Autour des tables, le fourmillement coordonné des serveurs lui donnait un léger tournis mais la manière dont ceux-ci brandissaient miraculeusement des verres pleins, de la monnaie ou des appareils pour carte bancaire avait quelque chose de fascinant, voire obscène. Et partout, les lèvres s'animaient sans bruit, articulant des mots sans les dire. La petite brune éternua silencieusement, non sans que des postillons accrochent la lumière, sans doute remarqués de lui seul.

Le ballet de mimes commençait à le lasser et même la poussière en suspension, prise au piège dans le faisceau des lampes avait perdu de son pouvoir de fascination. Il ferma les yeux brièvement puis croisa son regard par hasard.
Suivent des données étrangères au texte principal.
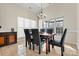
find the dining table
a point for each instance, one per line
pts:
(47, 37)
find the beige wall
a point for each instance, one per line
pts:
(78, 25)
(9, 14)
(69, 13)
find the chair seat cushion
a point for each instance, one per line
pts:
(55, 42)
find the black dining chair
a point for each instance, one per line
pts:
(36, 38)
(42, 30)
(28, 37)
(59, 43)
(49, 31)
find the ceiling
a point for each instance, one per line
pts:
(34, 7)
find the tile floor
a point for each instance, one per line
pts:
(19, 49)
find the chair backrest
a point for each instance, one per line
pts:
(42, 30)
(27, 34)
(35, 34)
(49, 31)
(63, 36)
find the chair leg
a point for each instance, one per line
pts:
(52, 46)
(30, 45)
(26, 43)
(33, 47)
(62, 50)
(48, 46)
(39, 49)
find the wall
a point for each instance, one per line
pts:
(69, 13)
(78, 26)
(9, 14)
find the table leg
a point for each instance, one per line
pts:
(46, 46)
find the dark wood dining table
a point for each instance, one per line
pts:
(47, 37)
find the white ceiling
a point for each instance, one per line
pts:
(34, 7)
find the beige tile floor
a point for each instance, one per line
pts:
(19, 49)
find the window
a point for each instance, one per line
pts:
(24, 23)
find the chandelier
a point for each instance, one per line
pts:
(41, 14)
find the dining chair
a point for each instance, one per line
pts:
(59, 43)
(28, 37)
(49, 31)
(42, 30)
(36, 38)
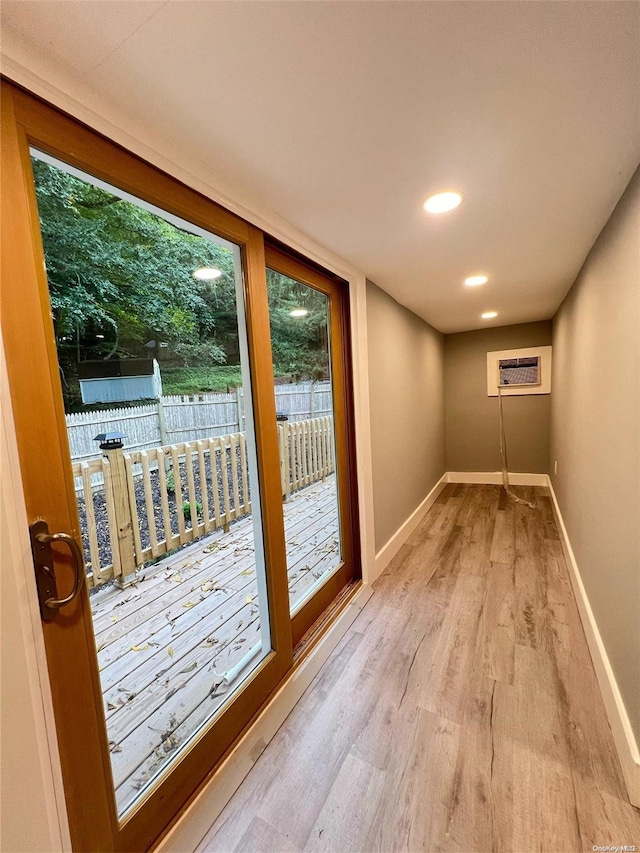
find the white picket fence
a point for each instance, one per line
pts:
(188, 418)
(205, 482)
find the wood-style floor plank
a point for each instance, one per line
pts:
(459, 713)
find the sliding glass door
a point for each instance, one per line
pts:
(308, 317)
(185, 442)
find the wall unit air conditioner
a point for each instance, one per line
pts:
(523, 371)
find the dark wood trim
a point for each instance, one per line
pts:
(48, 483)
(339, 334)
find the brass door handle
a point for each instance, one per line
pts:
(41, 541)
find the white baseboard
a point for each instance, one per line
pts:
(393, 545)
(624, 739)
(495, 478)
(196, 820)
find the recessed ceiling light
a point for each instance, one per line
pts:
(442, 202)
(206, 273)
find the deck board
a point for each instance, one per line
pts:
(166, 643)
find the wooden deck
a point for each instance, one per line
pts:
(166, 644)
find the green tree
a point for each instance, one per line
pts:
(121, 283)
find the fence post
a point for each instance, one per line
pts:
(162, 423)
(122, 511)
(240, 405)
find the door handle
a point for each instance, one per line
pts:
(41, 541)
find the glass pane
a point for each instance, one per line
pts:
(149, 323)
(304, 401)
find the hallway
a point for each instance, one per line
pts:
(460, 712)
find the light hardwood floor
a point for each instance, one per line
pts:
(459, 713)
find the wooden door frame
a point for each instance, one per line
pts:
(337, 295)
(37, 400)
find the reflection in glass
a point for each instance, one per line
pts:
(300, 340)
(149, 323)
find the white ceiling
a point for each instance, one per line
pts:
(342, 117)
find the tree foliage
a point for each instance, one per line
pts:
(121, 285)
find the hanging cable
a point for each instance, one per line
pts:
(503, 455)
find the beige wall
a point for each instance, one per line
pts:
(407, 410)
(595, 436)
(472, 437)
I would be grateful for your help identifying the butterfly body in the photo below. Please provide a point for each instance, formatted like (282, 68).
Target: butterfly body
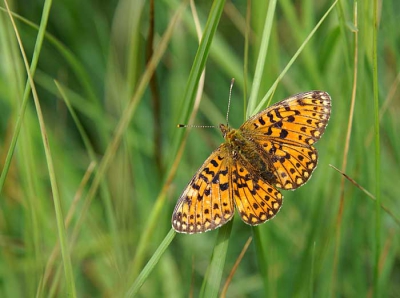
(273, 149)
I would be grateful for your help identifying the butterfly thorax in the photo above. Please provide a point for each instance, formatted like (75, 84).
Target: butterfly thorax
(244, 148)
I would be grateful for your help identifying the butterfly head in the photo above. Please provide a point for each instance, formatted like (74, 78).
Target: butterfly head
(225, 129)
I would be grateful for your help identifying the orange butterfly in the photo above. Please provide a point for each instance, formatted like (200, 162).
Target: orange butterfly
(273, 149)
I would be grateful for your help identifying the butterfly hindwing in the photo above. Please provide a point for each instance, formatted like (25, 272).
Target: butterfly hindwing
(206, 203)
(256, 200)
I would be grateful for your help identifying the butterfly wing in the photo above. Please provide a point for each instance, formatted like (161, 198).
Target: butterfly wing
(286, 131)
(255, 198)
(206, 203)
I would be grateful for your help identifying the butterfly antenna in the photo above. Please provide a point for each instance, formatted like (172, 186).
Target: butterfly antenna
(229, 101)
(195, 126)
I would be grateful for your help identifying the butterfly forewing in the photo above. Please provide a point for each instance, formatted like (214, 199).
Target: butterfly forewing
(286, 132)
(207, 202)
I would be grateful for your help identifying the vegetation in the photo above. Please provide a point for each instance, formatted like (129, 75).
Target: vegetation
(92, 161)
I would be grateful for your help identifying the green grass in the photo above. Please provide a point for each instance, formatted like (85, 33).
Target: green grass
(92, 164)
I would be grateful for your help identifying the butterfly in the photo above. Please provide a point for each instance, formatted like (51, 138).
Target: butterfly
(273, 149)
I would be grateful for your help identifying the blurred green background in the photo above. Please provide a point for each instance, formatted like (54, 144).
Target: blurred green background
(85, 218)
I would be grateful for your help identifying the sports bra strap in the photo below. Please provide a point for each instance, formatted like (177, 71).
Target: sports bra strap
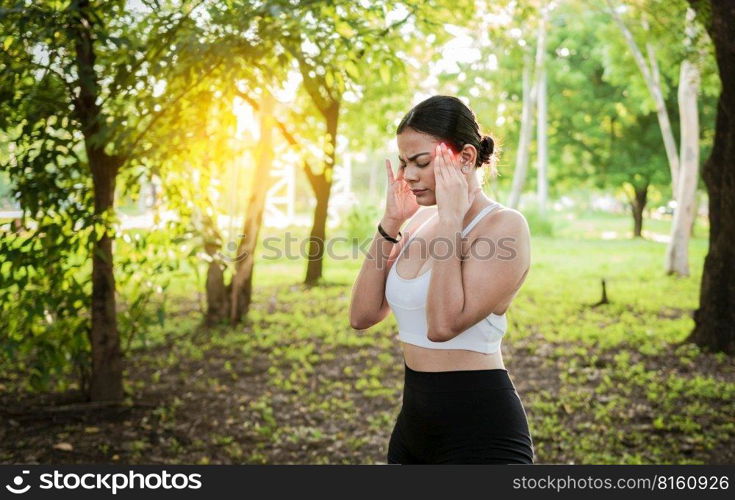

Il ignorait depuis combien de temps elle le fixait. Elle était assise au bout d’une table, à l'autre bout de la salle. Elle aurait dû lui présenter son côté droit mais était tournée vers lui, ignorant la douzaine de ses amis attablés avec elle. Une mâchoire engagée et pointue faisait ressortir d'autant plus un cou long et gracile et la fragilité de sa gorge. Sa bouche aux lèvres minces arborait une teinte carmine, cosmétique. Son nez était long et mince. Ses yeux – verts à ce qu’il pouvait en juger – paraissaient immenses. Ses sourcils étaient denses et hauts perchés. Son expression était celle d'une très légère inquiétude, celle qu'on doit arborer, se dit-il, quand on se demande si on va prendre un dessert. Une lumière placée au-dessus d'elle la punaisait sur sa chaise, accentuant un peu le teint hâlé de sa peau, les ombres sur son visage et le creux de ses joues mais embrasait le pourtour de son épaisse chevelure noire. Elle lui sembla incroyablement belle et beaucoup trop loin. Il en voulut au reste de la salle de ne lui permettre de voir que son buste. Il voulait la détailler, voir comment elle s'était habillée, apercevoir ses jambes. Plus que tout, il voulait l'étreindre, la faire sourire, effacer les petites rides d’inquiétude sur son front haut.

Il se rendit compte qu'il la dévisageait depuis un moment et lui adressa un sourire. Son estomac se contracta quand elle le lui rendit. Autour d'eux, tous les regards de la salle se dirigèrent vers la table des étudiants, tous debout et applaudissant sans bruit. Il aperçut la scène du coin de l'œil sans détourner le regard. Sans cesser de sourire. Quelques gouttes de la bière colonialiste tombèrent sur ses genoux. Elle le quitta des yeux, interpellée par sa voisine. Il imagina l’odeur de ses cheveux, la texture de sa peau, la chaleur de ses mains, la finesse de ses chevilles, le balancier de ses hanches quand elle marche, la couleur que prennent ses iris les jours d’été, la manière dont ses joues rosissent quand elle est émue. Il observa la manière dont elle posa son menton sur son poing, attentive. Il nota la manière dont elle portait son verre à ses lèvres. Il détailla, image par image, chacun de ses mouvements. Si elle devait se lever pour aller fumer, il prendrait une cigarette à un de ses voisins – la première depuis 3 ans – et la suivrait. Si elle devait se lever pour aller aux toilettes, il devrait se retenir très fort d’y aller aussi. C’était le début de la soirée, il avait le temps mais il ne raterait pas la première occasion qui se présenterait – au pire, il s’en créerait une. Il détourna son regard à son tour.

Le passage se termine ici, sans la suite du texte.